Pleural plaques Bill passes

The Damages (Asbestos-related Conditions) (Scotland) Bill completed its passage through the Scottish Parliament on 11 March 2009. 

It appears to be still unclear what the financial consequences of the Bill will be for the Scottish Government, the Stage 3 debate throwing no further light on that issue.

The Conservatives abstained on the passage of the Bill but the Parliament was otherwise unanimous in putting it through.  There is talk of a challenge to the Bill from the insurance industry but it is not clear what the legal basis for such a challenge might be.

Meantime, down in Westminster, a Private Member's Bill, with the original (in the copyright sense) title, The Damages (Asbestos-related Conditions) Bill, received its First Reading on 26 January 2009.  The Bill provides that certain asbestos-related conditions are actionable personal injuries.  A Second Reading will take place on 24 April.

Death of Sheriff Rosie Morrison

Sheriff Rosaleen “Rosie” Morrison, one of the legendary figures of the late twentieth-century Scottish legal system, died on 10 March 2009, aged 77. 

When called to the bar in 1972, Rosie Morrison was only the fifth woman to have done so.  Flamboyant and quick-witted, she became famous as a sheriff in the 1980s, and the stories about her unconventional approach and repartee with accused and lawyers appearing before her during that time are legion.  This explains why unusually for a sheriff her death was noticed, not only in The Scotsman, The Herald and the Edinburgh Evening News, but also as a news story in the Daily Record and, even more strikingly, in the Times

Scots Law News has no personal touch to add, but particularly enjoyed the story about a Lord President’s legs. 
 
 
 
 

Naked Rambler in Perth prison

Thanks to Bernard Boase for information that Steve Gough, the Naked Rambler, has been moved from Barlinnie to Perth prison, with an 11-day pause at Glenochil en route.

Gough has also changed his solicitor, who is now W James Smith of Turnbull McCarron Solicitors, Glasgow.

Bank charges appeal dismissed; leave to appeal given (eventually)

On 26 February 2009 the Court of Appeal dismissed the appeal of the banks in the great English test case about the fairness of certain bank overdraft charges: see Abbey National plc v Office of Fair Trading [2009] EWCA (Civ) 116.

The Court of Appeal essentially upheld the judgment of Andrew Smith J at first instance, finding the charges in question unfair under the Unfair Terms in Consumer Contracts Regulations 1999 (summarised here).  The court also refused the banks leave to appeal to the House of Lords, but that decision was itself the subject of an appeal which was upheld by the Law Lords on the possibly inauspicious date of 1 April. 

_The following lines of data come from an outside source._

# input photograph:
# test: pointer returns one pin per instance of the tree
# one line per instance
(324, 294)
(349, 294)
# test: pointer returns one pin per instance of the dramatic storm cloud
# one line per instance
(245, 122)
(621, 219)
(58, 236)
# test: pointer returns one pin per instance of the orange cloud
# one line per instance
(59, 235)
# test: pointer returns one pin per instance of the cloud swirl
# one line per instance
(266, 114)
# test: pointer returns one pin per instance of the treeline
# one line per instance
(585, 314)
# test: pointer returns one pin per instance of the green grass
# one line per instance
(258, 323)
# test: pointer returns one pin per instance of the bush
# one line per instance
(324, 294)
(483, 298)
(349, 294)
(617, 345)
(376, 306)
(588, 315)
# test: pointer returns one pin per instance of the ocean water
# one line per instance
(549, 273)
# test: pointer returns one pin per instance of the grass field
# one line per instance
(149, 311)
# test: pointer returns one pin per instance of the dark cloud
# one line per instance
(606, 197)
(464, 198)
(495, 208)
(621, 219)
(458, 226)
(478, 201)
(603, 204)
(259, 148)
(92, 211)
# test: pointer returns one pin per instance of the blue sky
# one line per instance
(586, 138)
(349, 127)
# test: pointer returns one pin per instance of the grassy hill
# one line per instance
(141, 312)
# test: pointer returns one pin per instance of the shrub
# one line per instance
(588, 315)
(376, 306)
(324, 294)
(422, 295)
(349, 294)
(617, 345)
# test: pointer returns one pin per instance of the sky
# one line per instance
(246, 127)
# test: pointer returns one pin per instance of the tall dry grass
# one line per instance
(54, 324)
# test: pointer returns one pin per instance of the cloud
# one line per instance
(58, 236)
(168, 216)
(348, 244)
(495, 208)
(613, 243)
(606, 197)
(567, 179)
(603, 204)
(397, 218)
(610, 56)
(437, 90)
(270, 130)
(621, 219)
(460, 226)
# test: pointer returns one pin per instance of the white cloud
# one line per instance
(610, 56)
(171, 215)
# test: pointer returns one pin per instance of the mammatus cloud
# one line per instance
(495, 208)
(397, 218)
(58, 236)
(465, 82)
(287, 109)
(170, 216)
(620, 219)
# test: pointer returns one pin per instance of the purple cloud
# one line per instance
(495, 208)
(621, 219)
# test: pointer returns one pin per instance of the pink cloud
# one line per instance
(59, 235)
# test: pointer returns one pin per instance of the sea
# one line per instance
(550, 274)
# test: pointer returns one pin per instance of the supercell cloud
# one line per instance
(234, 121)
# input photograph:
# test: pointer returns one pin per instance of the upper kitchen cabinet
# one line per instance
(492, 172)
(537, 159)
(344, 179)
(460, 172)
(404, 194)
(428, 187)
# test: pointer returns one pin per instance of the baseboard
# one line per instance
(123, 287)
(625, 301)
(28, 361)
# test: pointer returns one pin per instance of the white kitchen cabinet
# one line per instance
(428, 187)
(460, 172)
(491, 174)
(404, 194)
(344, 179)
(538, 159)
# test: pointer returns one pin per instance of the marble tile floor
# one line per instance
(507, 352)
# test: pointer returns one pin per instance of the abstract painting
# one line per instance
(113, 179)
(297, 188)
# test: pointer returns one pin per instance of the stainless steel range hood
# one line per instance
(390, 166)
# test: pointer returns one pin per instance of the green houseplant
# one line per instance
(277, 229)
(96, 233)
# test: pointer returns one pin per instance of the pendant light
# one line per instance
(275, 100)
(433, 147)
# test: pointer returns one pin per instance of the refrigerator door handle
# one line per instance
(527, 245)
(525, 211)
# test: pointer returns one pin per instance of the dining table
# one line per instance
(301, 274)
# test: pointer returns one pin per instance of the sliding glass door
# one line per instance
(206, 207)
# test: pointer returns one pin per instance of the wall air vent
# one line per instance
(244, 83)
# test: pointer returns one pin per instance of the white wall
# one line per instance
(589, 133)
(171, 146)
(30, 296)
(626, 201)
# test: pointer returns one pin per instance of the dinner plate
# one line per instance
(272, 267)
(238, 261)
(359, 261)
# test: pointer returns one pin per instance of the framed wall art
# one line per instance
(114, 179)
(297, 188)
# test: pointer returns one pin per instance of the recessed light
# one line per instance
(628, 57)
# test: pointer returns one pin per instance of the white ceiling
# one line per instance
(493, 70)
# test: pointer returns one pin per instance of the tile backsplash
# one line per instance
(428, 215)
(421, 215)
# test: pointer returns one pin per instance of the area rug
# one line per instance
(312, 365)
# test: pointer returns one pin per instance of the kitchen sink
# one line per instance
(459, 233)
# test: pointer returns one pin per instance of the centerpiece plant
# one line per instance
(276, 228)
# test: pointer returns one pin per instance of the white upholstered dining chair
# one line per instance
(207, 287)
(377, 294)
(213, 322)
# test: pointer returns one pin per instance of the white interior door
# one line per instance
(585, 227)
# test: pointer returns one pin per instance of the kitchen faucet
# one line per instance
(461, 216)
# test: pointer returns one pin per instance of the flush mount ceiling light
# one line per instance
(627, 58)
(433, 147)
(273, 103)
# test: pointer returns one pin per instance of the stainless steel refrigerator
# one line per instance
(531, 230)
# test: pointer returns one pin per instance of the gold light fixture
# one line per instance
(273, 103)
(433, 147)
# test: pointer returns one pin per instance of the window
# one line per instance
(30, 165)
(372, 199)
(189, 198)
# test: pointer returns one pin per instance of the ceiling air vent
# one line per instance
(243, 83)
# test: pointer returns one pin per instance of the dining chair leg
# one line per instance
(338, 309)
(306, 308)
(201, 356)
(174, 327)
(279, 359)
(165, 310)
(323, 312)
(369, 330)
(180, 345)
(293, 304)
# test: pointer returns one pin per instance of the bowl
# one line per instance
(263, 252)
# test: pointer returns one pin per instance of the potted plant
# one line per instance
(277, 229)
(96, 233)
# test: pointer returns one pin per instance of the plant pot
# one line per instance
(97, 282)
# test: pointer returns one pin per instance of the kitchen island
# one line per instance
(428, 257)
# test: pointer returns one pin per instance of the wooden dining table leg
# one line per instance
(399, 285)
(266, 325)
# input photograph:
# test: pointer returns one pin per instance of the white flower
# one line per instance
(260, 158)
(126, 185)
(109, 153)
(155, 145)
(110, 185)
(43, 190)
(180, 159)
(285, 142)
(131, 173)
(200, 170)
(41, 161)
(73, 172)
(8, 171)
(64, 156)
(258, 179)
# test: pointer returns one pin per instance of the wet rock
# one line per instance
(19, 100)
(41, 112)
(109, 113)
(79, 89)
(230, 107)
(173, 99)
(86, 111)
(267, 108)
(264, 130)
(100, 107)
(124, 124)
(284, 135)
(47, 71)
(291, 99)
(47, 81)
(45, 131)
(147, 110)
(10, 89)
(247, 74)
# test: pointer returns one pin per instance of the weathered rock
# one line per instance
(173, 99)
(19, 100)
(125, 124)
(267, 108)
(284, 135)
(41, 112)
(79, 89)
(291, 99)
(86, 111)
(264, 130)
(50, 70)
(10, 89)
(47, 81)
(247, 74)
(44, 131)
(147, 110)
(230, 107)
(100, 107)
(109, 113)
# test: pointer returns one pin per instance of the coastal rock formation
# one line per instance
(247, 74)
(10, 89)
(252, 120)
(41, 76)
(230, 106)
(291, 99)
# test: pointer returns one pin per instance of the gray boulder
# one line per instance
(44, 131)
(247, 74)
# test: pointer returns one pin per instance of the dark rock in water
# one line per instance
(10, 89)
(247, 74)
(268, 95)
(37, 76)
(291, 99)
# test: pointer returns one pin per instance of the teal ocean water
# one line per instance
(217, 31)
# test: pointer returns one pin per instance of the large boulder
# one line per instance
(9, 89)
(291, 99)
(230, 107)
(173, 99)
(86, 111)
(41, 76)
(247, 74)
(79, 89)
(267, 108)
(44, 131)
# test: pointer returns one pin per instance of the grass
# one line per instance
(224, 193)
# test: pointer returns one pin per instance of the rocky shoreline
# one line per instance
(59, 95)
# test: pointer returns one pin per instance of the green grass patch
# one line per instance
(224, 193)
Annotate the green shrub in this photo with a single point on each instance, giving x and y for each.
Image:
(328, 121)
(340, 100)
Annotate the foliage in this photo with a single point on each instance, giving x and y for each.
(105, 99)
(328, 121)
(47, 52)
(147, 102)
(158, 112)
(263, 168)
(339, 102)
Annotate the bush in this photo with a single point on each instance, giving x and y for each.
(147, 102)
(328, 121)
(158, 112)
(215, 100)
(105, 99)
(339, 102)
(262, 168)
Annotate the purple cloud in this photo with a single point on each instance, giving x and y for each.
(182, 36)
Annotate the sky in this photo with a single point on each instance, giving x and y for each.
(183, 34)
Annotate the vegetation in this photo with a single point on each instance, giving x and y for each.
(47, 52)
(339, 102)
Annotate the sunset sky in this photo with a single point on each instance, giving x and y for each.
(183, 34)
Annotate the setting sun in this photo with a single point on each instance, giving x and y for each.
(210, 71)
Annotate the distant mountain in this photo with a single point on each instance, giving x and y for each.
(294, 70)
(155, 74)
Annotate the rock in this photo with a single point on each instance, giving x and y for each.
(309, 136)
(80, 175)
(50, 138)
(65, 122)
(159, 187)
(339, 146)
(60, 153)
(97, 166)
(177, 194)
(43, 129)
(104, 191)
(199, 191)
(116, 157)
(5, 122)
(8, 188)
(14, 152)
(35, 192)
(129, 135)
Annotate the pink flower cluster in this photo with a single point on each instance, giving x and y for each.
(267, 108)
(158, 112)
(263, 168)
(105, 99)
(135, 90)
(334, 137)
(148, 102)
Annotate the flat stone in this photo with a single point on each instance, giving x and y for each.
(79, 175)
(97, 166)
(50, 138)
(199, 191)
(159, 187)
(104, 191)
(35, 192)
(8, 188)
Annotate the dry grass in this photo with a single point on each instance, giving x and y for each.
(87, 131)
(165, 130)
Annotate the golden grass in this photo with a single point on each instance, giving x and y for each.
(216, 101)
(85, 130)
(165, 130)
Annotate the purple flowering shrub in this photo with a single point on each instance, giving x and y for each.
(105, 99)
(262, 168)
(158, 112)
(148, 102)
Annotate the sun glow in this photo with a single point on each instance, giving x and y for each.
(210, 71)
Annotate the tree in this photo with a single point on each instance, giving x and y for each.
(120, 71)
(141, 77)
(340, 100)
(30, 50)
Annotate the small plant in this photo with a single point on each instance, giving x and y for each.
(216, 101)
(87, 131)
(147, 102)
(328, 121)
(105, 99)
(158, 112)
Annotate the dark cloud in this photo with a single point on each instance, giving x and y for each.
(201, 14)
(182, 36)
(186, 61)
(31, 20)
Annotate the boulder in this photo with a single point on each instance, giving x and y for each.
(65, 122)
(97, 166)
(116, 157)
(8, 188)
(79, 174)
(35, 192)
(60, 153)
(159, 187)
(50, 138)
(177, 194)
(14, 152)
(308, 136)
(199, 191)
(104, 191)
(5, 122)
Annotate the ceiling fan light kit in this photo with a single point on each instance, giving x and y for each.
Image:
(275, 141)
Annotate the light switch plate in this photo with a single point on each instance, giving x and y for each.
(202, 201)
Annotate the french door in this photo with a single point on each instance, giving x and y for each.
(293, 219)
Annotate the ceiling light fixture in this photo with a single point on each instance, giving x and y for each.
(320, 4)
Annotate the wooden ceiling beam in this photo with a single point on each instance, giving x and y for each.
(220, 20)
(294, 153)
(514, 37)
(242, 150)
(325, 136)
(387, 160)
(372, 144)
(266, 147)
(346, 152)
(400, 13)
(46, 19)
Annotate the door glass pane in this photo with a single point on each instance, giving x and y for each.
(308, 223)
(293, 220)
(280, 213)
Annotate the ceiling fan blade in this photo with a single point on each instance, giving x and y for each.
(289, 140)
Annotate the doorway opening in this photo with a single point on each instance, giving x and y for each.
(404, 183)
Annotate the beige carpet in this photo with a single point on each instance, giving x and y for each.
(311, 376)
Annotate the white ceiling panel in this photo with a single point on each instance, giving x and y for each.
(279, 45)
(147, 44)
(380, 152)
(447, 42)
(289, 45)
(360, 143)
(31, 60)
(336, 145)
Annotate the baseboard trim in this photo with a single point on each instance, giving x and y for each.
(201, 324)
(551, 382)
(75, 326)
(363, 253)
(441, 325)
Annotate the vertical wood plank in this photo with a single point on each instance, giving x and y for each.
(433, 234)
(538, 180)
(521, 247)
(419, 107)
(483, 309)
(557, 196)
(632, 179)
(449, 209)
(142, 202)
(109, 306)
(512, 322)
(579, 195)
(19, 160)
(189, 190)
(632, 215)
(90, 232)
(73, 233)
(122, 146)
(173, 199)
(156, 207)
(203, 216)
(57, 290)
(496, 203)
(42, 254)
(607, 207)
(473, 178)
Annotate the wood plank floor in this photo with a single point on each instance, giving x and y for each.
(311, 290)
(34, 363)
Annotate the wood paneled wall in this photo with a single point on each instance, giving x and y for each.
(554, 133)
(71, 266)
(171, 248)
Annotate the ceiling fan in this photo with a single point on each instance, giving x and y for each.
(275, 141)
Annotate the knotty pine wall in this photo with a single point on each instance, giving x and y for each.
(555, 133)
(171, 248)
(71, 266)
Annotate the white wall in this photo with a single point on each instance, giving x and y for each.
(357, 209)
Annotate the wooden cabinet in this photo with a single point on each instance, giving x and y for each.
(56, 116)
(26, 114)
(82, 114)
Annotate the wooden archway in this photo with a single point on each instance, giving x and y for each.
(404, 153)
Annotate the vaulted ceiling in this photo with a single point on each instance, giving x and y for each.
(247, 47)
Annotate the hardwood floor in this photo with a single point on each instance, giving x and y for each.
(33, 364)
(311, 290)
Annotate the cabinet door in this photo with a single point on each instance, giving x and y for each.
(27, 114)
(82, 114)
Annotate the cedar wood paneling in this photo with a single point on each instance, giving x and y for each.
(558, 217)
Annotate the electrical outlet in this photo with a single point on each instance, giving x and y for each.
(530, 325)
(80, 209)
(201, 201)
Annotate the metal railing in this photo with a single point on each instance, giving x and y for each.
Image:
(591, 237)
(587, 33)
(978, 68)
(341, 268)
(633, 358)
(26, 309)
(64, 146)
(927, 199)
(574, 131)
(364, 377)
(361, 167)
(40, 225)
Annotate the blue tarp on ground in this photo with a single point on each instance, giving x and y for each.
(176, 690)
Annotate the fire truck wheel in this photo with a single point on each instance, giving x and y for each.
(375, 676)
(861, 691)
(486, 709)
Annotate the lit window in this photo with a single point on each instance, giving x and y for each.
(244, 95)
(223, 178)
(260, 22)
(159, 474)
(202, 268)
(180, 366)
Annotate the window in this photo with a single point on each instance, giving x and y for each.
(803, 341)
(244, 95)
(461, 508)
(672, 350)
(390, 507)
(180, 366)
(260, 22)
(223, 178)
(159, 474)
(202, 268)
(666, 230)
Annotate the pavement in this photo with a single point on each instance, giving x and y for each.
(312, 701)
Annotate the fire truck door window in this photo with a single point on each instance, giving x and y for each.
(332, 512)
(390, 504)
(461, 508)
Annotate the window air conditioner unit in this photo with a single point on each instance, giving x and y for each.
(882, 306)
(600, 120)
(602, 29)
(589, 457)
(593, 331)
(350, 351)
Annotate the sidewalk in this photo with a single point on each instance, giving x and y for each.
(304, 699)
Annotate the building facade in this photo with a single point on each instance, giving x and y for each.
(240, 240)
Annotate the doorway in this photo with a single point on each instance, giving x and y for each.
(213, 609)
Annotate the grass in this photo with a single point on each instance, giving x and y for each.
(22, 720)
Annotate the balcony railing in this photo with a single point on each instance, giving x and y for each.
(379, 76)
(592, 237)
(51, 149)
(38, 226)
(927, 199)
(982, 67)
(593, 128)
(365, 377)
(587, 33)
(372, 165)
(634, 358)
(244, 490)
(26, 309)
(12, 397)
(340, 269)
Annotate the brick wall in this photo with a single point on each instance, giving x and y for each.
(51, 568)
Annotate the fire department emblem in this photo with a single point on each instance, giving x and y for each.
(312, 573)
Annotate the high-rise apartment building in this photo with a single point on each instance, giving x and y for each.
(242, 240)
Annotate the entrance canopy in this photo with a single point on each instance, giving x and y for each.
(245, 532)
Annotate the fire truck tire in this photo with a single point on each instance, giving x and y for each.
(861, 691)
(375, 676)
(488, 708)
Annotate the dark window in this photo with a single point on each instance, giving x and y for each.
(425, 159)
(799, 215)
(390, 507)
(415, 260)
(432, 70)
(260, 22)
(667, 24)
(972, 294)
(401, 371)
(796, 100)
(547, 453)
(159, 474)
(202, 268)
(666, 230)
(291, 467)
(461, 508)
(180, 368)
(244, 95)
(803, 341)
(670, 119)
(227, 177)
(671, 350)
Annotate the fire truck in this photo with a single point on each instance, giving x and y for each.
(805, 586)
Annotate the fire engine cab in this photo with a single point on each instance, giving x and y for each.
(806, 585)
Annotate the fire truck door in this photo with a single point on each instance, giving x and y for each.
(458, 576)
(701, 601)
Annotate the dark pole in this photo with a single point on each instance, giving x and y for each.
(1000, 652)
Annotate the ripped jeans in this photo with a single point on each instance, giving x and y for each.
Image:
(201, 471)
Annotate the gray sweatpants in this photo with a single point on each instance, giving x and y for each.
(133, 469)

The Scottish actions that have been sisted to await the outcome of this English litigation must therefore remain in suspense, in all probability for another year.  Some old saying about justice delayed comes into the back of the Scots Law News mind, but of course the appellate process is not about delaying justice but ensuring it.  Let’s hope so.  Of course the whole thing could fold with the banks themselves, since those involved in the case include RBS, HBOS and Lloyds TSB; but we must wait and see.

Lord Clyde

Lord Clyde died on 6 March 2009 aged 77. 

James Clyde more than overcame the difficulty that might have been posed by being at the time he was called to the bar in 1959 not only the son of the then Lord President but also the grandson of an earlier Lord President.  Appointed to the Court of Session bench in 1985, he ended up as a Law Lord between 1996 and 2001.  Clyde also distinguished himself as chairman of the Orkney child abuse inquiry in 1991-92 and, after his retirement from the House of Lords, as Justice Oversight Commissioner in Northern Ireland (a role of vital importance in that country’s peace process).  Add to that his contributions to legal literature as author/editor of two editions of Armour on Valuation (1961, 1985, with J P H Mackay) and (with Denis Edwards) of the first Scottish text on Judicial Review (2000), and there is a pretty good case for seeing him as the greatest of the Clydes. 

A note in the Times on 31 March drew attention to a link with the London law firm Clyde & Co, of which Scots Law News had hitherto been unaware: the firm was founded in the early 1930s by Richard Arthur Clyde, who was an uncle of Lord Clyde and an English solicitor (a good way of escaping dynastic pressures in Scotland).  The firm started small and now has more than 1200 staff and offices in eighteen countries.

Lord Clyde’s death prompted an unusually large number of warm personal tributes from a wide variety of sources.  The elder editor of Scots Law News can add his own experience of Mr Clyde QC as he was when external examiner of the Edinburgh University Contract Honours course in the early 1980s.  His kindness then extended, not only to the students whose work passed under his scrutiny, but also to the young internal examiners whose pedagogical and assessment efforts were no less under his examination.  The principal memory is the frequency of Mr Clyde’s warm chuckle and his regular extension of the principle of benevolent interpretation to examination scripts – it is not so much what you say as what you really meant to say.